Die Poesie gieng einst spatzieren/
Und traf die Lust/ Verstand und Weißheit an/
Sie hörte sie den schärfsten Wort-Streit führen/
Wem wohl die Welt am meisten unterthan.
Die Lust sprach: Ich beseele sie;
Vor meinem Pfeil entflieht ein Hertze nie.
Doch wandte der Verstand hier ein:
Mein Scepter prangt: wo rechte Menschen seyn.
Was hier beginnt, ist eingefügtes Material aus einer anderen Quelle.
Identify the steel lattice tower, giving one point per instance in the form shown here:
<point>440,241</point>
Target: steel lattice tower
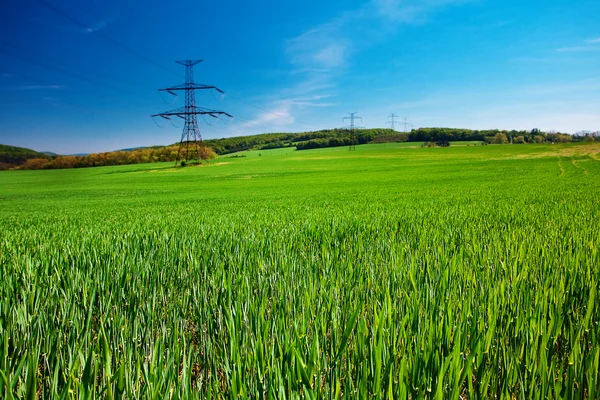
<point>191,131</point>
<point>352,117</point>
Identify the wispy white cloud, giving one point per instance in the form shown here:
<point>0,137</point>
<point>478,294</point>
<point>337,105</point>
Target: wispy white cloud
<point>34,87</point>
<point>100,25</point>
<point>577,49</point>
<point>411,11</point>
<point>589,46</point>
<point>277,116</point>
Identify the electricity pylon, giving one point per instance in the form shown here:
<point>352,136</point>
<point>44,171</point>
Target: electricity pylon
<point>191,131</point>
<point>352,117</point>
<point>392,122</point>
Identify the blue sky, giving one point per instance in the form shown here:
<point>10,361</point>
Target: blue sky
<point>289,66</point>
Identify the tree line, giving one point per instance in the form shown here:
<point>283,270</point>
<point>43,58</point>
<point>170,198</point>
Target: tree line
<point>15,157</point>
<point>498,136</point>
<point>136,156</point>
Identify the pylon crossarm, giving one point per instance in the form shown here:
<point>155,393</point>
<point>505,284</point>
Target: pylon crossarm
<point>192,86</point>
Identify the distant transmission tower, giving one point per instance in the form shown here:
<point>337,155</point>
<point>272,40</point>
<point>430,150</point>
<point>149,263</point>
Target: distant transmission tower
<point>406,123</point>
<point>191,131</point>
<point>392,122</point>
<point>352,117</point>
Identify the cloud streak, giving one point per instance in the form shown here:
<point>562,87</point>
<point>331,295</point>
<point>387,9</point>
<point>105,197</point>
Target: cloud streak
<point>100,25</point>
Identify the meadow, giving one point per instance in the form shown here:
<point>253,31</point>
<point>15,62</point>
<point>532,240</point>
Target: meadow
<point>392,271</point>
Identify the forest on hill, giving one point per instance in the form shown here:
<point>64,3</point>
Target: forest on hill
<point>20,158</point>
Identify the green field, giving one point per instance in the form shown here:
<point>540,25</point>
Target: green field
<point>389,271</point>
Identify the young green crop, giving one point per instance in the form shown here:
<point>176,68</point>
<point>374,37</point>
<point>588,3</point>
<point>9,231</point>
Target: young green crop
<point>386,272</point>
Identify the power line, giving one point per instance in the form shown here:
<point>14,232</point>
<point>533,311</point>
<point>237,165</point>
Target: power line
<point>269,112</point>
<point>142,57</point>
<point>105,37</point>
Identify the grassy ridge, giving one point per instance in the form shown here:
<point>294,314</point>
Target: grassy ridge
<point>389,270</point>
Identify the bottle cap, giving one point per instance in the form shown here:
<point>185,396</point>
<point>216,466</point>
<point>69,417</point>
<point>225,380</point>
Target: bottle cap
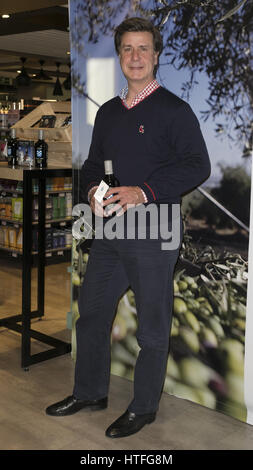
<point>13,132</point>
<point>41,134</point>
<point>108,167</point>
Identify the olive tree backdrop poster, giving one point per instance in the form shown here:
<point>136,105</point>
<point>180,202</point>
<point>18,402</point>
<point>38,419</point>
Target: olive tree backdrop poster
<point>211,349</point>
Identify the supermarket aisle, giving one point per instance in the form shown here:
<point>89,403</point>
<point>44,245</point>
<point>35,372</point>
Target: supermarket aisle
<point>180,424</point>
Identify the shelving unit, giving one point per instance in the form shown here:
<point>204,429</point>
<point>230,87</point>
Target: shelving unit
<point>22,322</point>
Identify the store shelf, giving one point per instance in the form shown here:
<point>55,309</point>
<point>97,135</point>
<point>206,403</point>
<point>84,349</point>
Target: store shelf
<point>30,257</point>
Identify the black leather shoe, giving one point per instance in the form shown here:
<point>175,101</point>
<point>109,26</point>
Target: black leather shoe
<point>129,423</point>
<point>71,405</point>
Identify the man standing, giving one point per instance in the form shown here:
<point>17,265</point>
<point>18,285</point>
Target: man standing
<point>158,153</point>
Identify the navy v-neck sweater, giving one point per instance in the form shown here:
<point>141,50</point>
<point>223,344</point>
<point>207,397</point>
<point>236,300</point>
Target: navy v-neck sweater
<point>156,145</point>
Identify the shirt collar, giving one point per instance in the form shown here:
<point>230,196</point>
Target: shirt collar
<point>149,88</point>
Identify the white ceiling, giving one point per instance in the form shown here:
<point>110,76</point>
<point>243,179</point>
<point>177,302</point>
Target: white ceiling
<point>51,45</point>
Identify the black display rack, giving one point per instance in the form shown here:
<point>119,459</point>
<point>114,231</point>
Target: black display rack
<point>21,323</point>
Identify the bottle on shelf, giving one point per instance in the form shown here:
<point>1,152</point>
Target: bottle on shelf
<point>111,180</point>
<point>41,149</point>
<point>12,147</point>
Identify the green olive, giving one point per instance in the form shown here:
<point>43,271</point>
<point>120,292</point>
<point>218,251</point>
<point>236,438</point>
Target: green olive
<point>208,337</point>
<point>182,285</point>
<point>192,321</point>
<point>239,323</point>
<point>232,352</point>
<point>190,338</point>
<point>179,305</point>
<point>175,287</point>
<point>76,281</point>
<point>216,327</point>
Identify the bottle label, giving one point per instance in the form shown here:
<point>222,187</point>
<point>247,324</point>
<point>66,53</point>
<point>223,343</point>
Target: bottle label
<point>39,153</point>
<point>101,190</point>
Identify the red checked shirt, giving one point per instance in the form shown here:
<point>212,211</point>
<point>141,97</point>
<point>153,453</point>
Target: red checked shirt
<point>150,88</point>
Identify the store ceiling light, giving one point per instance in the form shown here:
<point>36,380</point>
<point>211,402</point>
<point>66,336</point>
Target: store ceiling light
<point>42,75</point>
<point>57,88</point>
<point>23,78</point>
<point>67,81</point>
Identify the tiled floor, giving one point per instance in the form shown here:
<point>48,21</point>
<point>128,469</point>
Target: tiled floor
<point>180,424</point>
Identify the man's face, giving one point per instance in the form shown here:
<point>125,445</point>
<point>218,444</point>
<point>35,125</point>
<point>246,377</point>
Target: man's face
<point>137,56</point>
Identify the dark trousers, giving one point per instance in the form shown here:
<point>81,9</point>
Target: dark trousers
<point>113,266</point>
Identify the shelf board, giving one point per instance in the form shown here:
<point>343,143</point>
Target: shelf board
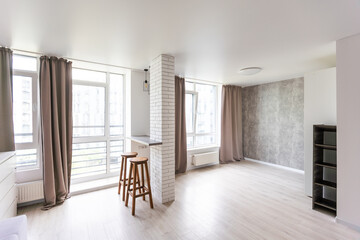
<point>326,183</point>
<point>326,127</point>
<point>326,203</point>
<point>331,147</point>
<point>328,165</point>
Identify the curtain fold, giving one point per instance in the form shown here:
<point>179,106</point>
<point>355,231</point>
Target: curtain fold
<point>6,101</point>
<point>56,121</point>
<point>231,147</point>
<point>180,126</point>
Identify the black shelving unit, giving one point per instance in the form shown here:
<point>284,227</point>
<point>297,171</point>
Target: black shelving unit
<point>324,168</point>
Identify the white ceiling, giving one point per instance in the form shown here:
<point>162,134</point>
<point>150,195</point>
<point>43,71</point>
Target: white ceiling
<point>210,39</point>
Und ich kan mich verehret sehen/
So gab die Weißheit drauf/
Wo Seelen nach dem Himmel gehen.
Geliebte/ höret auf/
So sprach die Poesie/ kommt/ ich will euch entscheiden:
Mein Reich kan euch zusammen leiden
Doch seyd ihr nicht zusammen wohl vergnügt/
Nun wohl/ so sey es so gefügt:
Zehn Jahre soll das Reich geschickter Lust gebühren/
Und zwantzig der Verstand das kluge Scepter führen/
Die Weißheit trägt der Crone Kostbarkeit
Auch ohngefehr so lange Zeit.
Ach edle Poesie! so sprachen sie zugleich/
So sind wir wohl vergnügt/ drauf theilten sie das Reich
Auch unter sich/ und ohne streiten/
Und zwar in die vier Jahres Zeiten:
Die Sinnen reiche Lust nahm erst den Frühlings-Schein/
Den Sommer der Verstand/ den Herbst die Weißheit ein.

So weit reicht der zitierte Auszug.